The Sunday Paper

Alright, dear readers, you hard-core die-hards:

I made the Sunday LA Daily News Op/Ed page. You can read it here.


Update: It’s a couple of bucks to access an article in the archives. I’ve posted the entire article here for free. (You could always throw a couple of bucks in my PayPal account, just to be cool. Thanks!)

All Elections are Special: Please Don’t Vote

I just received my special election ballot package in the mail. I am an absentee voter. Why? Is it because my rock and roll lifestyle doesn’t permit any kind of commitment? Do I have an unexplainable aversion to places where “I voted” stickers are handed out? Did I choose to have a voting experience comparable to Netflix?

Actually, none of the above. The answer is that I live in a precinct where there are LESS THAN 250 registered voters.

When I first was informed of this, I was stunned. I live in the 6th largest urban area in the world. Right smack dab in the middle of Los Angeles. I was going to say ‘heart of Los Angeles’ but let’s not be silly…what heart? Anyway, to be specific, I live in Echo Park/Silverlake.

Big city, with lots of different people, that speak lots of different languages – with too few stereotypes to go around. When people think of LA, they think gangbanger or buxom blond. Here’s another one: politically apathetic. Someone once said to me that people in LA don’t even know the name of the mayor. I’ve done some research: The mayor is Giuliani or something. Whoever it is – he’s six degrees from Kevin Bacon. Isn’t everyone?

Since I’m not a gangbanger and have never been referred to as ‘buxom’, it takes little for me to seem different. I’m not politically apathetic. I know who the mayor is. Not only am I registered to vote – I know the name of my congressional representative. I’ve even emailed him. Mainly because when you live in Los Angeles, you can never have enough important people IGNORING you.

The sanctity of democracy has been touted in the War on Terror. Our leaders in Washington speak of it as a blanket cure all for political strife. We are spreading democracy. Meaning, we are preemptively attacking sovereign nations so that their citizens will/can vote. Where are our purple fingers in Los Angeles? My figurative inked finger has wagged at those that aren’t registered. “Shame on you. Vote or die! Blahahaha!” My nagging, as with most, has yet to make ONE person decide to go to the polls.

Most politicians will give lip service to this: everyone that is eligible should vote.

You should vote. You should vote for someone who tells you what you should do. You should buy plastic sheeting and duct tape. You shouldn’t smoke, over eat or get an abortion. You should obey the law and love God and country.

The catch-22 of living in a (still) free country is that you CAN choose not to participate in the democratic process and not listen to any of our politicians about how to live your life. Candidly the 2004 Get Out The Vote Campaign became as preachy as the Drug Free America PSAs. The mind-numbing commercials brought my Tivo and I closer than ever.

I stopped my nagging and began re-thinking this issue. Why is it important to get people out to vote? Why is mob rule made to sound so appealing?
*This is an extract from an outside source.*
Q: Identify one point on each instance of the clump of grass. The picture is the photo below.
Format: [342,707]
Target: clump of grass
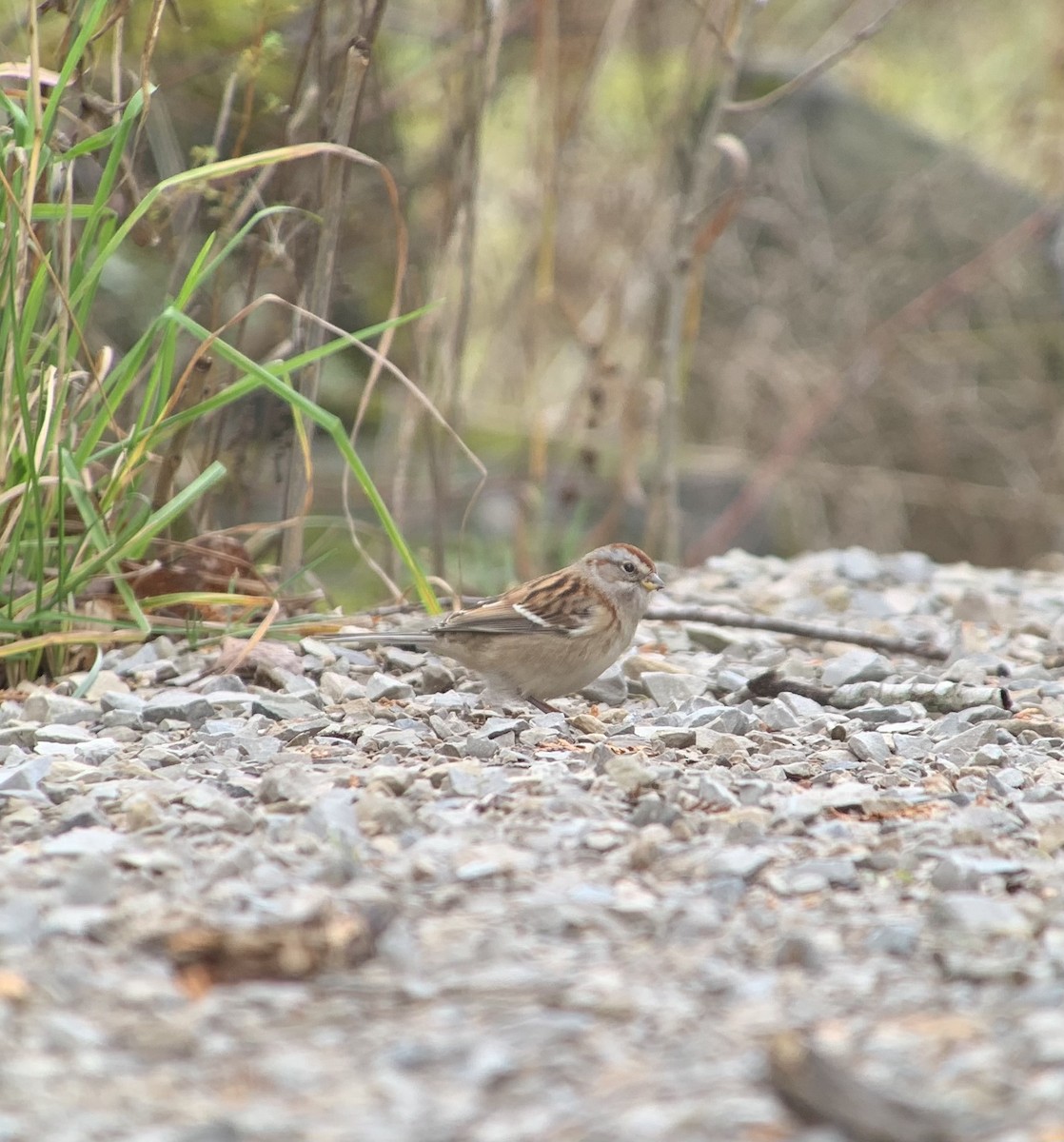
[85,498]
When Gray Davis was recalled, the voter lines looked like a premier. People lined up around the block and waited for hours to participate in the event. Huge voter turn out and what happened? Our governor is a movie star.

How embarrassing. California – its Ballot meets Box Office!

Let’s put it this way, if Harriet Miers were a movie star, no one would utter the word “unqualified”. Instead we would all enjoy making puns with the titles of her movies as she got sworn in.

So don’t vote.

You won’t DIE, regardless of what Puffy told you.

You have the right as an American to not participate. You have a stereotype as an Angeleno to live up to. You don’t have to vote. What it means for the process is that instead of mass hysteria – we’ll have fractional hysteria. And the great thing about fractional hysteria is the comfort of blaming low voter turnout.

Don’t ruin that.

7 Comments The Sunday Paper

  1. reverend gisher

    Holy Crap Tina what a rant. I spit frosted flakes on my monitor, but they look kinda cool, rolling down…hold it a flake is blocking mhdgfb post. If I ever need testicles, and I may, do you have an organ donor card yet? I don’t care what you say, I know you are a brain, but you are the best looking lady with testicles I have ever seen. I am so not worthy.